As it turns out, my suspicions were right. The audience aud claim in a JWT is meant to refer to the Resource Servers that should accept the token.
As this post simply puts it:
The audience of a token is the intended recipient of the token.
The audience value is a string -- typically, the base address of the
resource being accessed, such as https://contoso.com.
The client_id in OAuth refers to the client application that will be requesting resources from the Resource Server.
The Client app (e.g. your iOS app) will request a JWT from your Authentication Server. In doing so, it passes it's client_id and client_secret along with any user credentials that may be required. The Authorization Server validates the client using the client_id and client_secret and returns a JWT.

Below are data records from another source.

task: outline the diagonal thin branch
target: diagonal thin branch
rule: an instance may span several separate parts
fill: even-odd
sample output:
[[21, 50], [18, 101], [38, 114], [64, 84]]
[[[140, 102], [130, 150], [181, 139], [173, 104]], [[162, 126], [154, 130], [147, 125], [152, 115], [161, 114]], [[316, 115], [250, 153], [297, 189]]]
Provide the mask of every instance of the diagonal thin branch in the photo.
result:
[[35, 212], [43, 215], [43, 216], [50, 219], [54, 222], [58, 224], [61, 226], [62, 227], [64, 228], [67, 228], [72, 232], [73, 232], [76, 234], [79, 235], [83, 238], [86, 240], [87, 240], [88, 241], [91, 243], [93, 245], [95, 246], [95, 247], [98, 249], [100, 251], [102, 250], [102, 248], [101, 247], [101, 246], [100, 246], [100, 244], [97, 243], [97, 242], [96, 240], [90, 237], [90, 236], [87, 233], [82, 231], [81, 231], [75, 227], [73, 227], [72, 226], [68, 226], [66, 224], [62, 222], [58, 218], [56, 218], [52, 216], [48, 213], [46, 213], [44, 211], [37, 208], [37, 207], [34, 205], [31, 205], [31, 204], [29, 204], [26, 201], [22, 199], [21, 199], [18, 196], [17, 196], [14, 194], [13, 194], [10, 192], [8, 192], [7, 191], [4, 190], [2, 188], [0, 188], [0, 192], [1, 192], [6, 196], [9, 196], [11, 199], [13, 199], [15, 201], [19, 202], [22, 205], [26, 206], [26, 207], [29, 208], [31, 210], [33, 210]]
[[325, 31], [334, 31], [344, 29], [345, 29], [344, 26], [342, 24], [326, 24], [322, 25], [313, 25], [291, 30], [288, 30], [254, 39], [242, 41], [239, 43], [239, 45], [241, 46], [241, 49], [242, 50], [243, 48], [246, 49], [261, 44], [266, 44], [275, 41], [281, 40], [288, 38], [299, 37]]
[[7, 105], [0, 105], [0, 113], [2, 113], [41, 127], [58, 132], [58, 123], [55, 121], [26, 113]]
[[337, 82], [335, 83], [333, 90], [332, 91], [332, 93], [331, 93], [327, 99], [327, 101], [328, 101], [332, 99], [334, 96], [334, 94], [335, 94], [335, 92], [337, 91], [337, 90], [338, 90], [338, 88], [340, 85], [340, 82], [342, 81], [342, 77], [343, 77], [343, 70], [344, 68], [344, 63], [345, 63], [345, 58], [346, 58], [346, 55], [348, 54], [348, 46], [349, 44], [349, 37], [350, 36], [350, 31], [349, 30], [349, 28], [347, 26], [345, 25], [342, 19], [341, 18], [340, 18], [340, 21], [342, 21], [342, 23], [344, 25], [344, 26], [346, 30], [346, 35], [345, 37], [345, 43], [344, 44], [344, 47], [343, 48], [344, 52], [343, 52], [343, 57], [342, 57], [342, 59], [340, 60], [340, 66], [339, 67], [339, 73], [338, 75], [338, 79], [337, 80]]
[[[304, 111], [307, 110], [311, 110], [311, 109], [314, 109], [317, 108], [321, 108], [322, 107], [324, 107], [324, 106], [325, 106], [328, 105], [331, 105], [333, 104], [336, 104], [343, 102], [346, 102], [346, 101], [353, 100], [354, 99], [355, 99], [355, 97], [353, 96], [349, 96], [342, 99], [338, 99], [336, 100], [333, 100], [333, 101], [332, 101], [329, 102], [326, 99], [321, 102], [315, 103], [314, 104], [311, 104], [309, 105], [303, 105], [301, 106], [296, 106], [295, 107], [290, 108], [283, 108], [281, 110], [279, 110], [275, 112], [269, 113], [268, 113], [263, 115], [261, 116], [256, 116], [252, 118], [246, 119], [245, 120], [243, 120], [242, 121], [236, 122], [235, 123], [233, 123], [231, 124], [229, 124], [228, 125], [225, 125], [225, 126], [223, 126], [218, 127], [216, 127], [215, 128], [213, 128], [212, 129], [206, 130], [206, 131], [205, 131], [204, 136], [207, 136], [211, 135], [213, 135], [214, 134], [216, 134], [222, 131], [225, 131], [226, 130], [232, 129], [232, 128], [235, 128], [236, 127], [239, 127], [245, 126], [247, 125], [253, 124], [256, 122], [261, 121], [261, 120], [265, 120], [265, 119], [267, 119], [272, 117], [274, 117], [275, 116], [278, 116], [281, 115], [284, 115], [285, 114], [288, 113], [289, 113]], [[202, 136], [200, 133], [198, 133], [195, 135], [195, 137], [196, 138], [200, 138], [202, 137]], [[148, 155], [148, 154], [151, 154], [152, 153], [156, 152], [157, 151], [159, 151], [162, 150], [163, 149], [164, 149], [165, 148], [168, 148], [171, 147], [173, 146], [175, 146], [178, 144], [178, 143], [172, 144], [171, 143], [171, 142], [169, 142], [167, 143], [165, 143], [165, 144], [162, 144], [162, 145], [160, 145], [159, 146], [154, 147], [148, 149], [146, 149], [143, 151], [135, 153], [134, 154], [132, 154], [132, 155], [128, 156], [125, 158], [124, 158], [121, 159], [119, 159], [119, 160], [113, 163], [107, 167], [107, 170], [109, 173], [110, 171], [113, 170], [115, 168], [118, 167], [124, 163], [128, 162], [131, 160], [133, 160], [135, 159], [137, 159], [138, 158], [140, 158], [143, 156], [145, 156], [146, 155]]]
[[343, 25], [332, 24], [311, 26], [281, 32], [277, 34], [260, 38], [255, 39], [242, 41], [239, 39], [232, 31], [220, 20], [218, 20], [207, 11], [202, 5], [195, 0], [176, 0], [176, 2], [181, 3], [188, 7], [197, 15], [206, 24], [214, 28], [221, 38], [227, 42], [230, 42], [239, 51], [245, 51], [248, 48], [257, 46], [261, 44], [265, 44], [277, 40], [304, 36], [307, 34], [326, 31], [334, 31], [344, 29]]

The JWT will contain an aud claim that specifies which Resource Servers the JWT is valid for. If the aud contains www.myfunwebapp.com, but the client app tries to use the JWT on www.supersecretwebapp.com, then access will be denied because that Resource Server will see that the JWT was not meant for it.
The JWT aud (Audience) Claim
According to RFC 7519:
The "aud" (audience) claim identifies the recipients that the JWT is
intended for. Each principal intended to process the JWT MUST
identify itself with a value in the audience claim. If the principal
processing the claim does not identify itself with a value in the
"aud" claim when this claim is present, then the JWT MUST be
rejected. In the general case, the "aud" value is an array of case-
sensitive strings, each containing a StringOrURI value. In the
special case when the JWT has one audience, the "aud" value MAY be a
single case-sensitive string containing a StringOrURI value. The
interpretation of audience values is generally application specific.
Use of this claim is OPTIONAL.
The Audience (aud) claim as defined by the spec is generic, and is application specific. The intended use is to identify intended recipients of the token. What a recipient means is application specific. An audience value is either a list of strings, or it can be a single string if there is only one aud claim. The creator of the token does not enforce that aud is validated correctly, the responsibility is the recipient's to determine whether the token should be used.
Whatever the value is, when a recipient is validating the JWT and it wishes to validate that the token was intended to be used for its purposes, it MUST determine what value in aud identifies itself, and the token should only validate if the recipient's declared ID is present in the aud claim. It does not matter if this is a URL or some other application specific string. For example, if my system decides to identify itself in aud with the string: api3.app.com, then it should only accept the JWT if the aud claim contains api3.app.com in its list of audience values.
Of course, recipients may choose to disregard aud, so this is only useful if a recipient would like positive validation that the token was created for it specifically.
My interpretation based on the specification is that the aud claim is useful to create purpose-built JWTs that are only valid for certain purposes. For one system, this may mean you would like a token to be valid for some features but not for others. You could issue tokens that are restricted to only a certain "audience", while still using the same keys and validation algorithm.
Since in the typical case a JWT is generated by a trusted service, and used by other trusted systems (systems which do not want to use invalid tokens), these systems simply need to coordinate the values they will be using.
Of course, aud is completely optional and can be ignored if your use case doesn't warrant it. If you don't want to restrict tokens to being used by specific audiences, or none of your systems actually will validate the aud token, then it is useless.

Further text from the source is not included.